I feel like I'm missing.. two things. if set_promisc errors, do we in general know anything about the state of viona? I think we would want that to result in the device having the status DEVICE_NEEDS_RESET, but right now this only results in an Ack::Err. I don't know if this is consistent with what cbhyve or other virtio-nic devices do.

the other thing being: shouldn't I expect to see somewhere we communicate these filters to viona? or no, and this is all fine because there's no guarantee these are the only packets a guest would see, just the hope that the NIC/VNIC have prevented a guest from having to see them?

[FelixMcFelix]

I think I agree with you here, I'll change this over to mark the device as needing reset iff. we cannot rollback. cbyhve doesn't actually store the filters, and from what I can see it simply logs a warning then returns VIRTIO_NET_CQ_ERR (Ack::Err).

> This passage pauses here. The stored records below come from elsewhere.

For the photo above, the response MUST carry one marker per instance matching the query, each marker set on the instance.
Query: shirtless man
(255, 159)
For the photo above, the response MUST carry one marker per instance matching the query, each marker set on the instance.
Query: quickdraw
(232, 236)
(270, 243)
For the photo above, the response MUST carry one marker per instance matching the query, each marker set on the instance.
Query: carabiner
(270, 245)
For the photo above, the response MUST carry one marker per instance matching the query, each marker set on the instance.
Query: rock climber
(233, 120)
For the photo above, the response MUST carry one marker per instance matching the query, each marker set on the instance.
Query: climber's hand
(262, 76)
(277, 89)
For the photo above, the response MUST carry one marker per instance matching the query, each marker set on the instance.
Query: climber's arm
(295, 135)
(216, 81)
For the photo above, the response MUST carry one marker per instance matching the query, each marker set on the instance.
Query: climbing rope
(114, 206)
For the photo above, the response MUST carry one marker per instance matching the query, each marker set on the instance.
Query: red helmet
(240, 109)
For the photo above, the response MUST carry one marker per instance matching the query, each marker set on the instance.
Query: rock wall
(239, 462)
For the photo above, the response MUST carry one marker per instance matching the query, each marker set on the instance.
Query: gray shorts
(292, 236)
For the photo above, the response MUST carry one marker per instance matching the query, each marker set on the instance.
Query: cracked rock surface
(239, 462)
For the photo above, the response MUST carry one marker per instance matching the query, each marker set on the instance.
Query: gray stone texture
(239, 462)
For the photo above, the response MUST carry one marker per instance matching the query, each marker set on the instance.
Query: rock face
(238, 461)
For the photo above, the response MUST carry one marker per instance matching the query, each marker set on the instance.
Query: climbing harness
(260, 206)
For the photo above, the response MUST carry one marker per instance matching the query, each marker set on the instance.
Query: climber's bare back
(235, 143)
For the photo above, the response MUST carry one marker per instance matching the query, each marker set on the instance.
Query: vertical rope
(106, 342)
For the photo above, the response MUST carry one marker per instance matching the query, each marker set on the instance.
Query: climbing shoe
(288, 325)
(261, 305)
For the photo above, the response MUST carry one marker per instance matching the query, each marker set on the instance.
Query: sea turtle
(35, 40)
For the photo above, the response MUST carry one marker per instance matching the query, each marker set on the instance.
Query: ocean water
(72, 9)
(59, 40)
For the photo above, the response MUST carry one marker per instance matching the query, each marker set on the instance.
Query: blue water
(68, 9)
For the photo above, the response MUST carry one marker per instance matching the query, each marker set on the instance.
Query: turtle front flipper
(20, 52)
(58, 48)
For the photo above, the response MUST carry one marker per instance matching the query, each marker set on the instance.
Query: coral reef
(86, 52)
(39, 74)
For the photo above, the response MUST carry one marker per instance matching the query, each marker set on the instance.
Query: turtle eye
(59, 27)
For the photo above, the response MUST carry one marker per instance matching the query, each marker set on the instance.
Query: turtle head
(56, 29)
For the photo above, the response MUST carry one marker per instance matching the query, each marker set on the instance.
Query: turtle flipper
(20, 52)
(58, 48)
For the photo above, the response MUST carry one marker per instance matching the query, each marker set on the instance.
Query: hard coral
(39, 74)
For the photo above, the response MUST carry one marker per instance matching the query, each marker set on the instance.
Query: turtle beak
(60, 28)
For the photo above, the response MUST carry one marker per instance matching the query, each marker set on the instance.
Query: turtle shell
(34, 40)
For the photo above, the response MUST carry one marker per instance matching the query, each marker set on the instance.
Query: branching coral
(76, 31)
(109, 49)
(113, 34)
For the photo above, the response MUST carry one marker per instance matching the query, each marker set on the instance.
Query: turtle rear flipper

On the second point: yeah, we do want to do that, but viona can't handle that quite yet. I need to actually scope out what the right ioctl shape would be and have viona able to plumb it down on its MAC client. That will be a necessary part of actually making the promisc handler go away on the majority of guests. The spec does allow us to do this (virtio v1.4, §5.1.9.5.2), and it's the strategy used by cbhyve:

The device can filter incoming packets by any number of destination MAC addresses [3]

The device SHOULD drop incoming packets which have a destination MAC which matches neither the mac
(or that set with VIRTIO_NET_CTRL_MAC_ADDR_SET) nor the MAC filtering table.

[3] Since there are no guarantees, it can use a hash filter or silently switch to allmulti or promiscuous mode if it is given too many addresses.

Unfortunately 'too many addresses' is... one. But we're at least ensuring that they see that traffic! Nevermind that OPTE is unerringly strict about the MACs it will send and receive.

[FelixMcFelix]

The first part should be covered in 33aa6b2. I'll open a stlouis ticket on the latter.

[FelixMcFelix]

Opened https://github.com/oxidecomputer/stlouis/issues/986.

[iximeow]

fwiw part of the problem with picking 2 here on our own is that VirtQueues::iter() will still use get_control() to tack on a control queue at the end, so reset_queues_locked() will reset queues 0, 1, and propolis-VirtQueue-22 and I think leave queue 2 as it was before the reset. that's what has me thinking about keeping the notion of control-ness totally internal to VirtQueues for now, rather than splitting it between there and virtio/viona.rs.

[FelixMcFelix]

I've tried to go for a mechanism where we provide a list of control queue indices separately from the main number of queues, and adapt iter/iter_all to account for the cases where our control queues might come after a gap. My thinking here is that the other device families look sorta... arbitrary in where they put their control queue(s), but viona in particular may not have a control queue, and it may be directly after the in-use queues or at the very end of the maximum. I think it's right that PciVirtioViona is the one to make that call, given it depends wholly on the negotiated features.

[FelixMcFelix]

I'm a little torn on something here and in the concept of len as used between VirtQueues and PciVirtioViona, and would really like some more input. Conceptually it is right that we have 2 * n_pairs + 1 active queue pairs if we've negotiated a control queue. But VirtQueues will treat the first len entries as being valid -- if we get a set_use_pairs(2) against a maximum max_pairs = 11 we'll mistakenly treat queue 5 as enabled, and iter/iter_all will return queues [0, 5] ∪ { 22 }. So I've picked n_pairs * 2 to at least return the right queues in the iterators.

But then both before and after this change, queues.len() and queues.iter().len() are different quantities. Is that something we care about? Do we need to document this difference, or store two counts in the VQ list?